Dmitry Lentsevich

Personal information
- Full name: Dmitry Valdomarovich Lentsevich
- Date of birth: 20 June 1983 (age 43)
- Place of birth: Lida, Belarusian SSR, Soviet Union
- Height: 1.92 m (6 ft 3+1⁄2 in)
- Position: Defender

Youth career
- 1999–2001: RUOR Minsk

Senior career*
- Years: Team / Apps / (Gls)
- 1999–2001: RUOR Minsk / 46 / (3)
- 2002–2005: Dinamo Minsk / 48 / (5)
- 2003: → Dinamo-Juni Minsk / 15 / (0)
- 2006–2007: Torpedo Moscow / 22 / (0)
- 2007: Dnipro Dnipropetrovsk / 0 / (0)
- 2008–2013: Bohemians Prague / 62 / (0)
- 2010: → České Budějovice (loan) / 9 / (0)
- 2014: Minsk / 14 / (2)

International career
- 2004–2005: Belarus U21 / 13 / (0)
- 2006–2010: Belarus / 15 / (0)

Managerial career
- 2020–2021: Dinamo Minsk (assistant)
- 2022–2024: Dinamo Minsk (reserves)
- 2024–2025: Dinamo-2 Minsk
- 2025–2026: Torpedo-BelAZ Zhodino

= Dmitry Lentsevich =

Belarusian footballer

Dmitry Valdomarovich Lentsevich (Дмитрий Вальдомарович Ленцевич; born 20 June 1983) is a Belarusian football coach and a former player.
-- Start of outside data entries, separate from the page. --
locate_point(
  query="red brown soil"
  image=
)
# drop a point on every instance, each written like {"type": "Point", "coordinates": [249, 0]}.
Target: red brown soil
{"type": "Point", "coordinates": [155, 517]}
His brother Alyaksandr Lyantsevich is also a former professional footballer.

==Career==
Lentsevich joined Bohemians Prague on a free transfer from FC Dnipro Dnipropetrovsk in January 2008. He had previously made 20 appearances for FC Torpedo Moscow in the Russian Premier League and Russian First Division.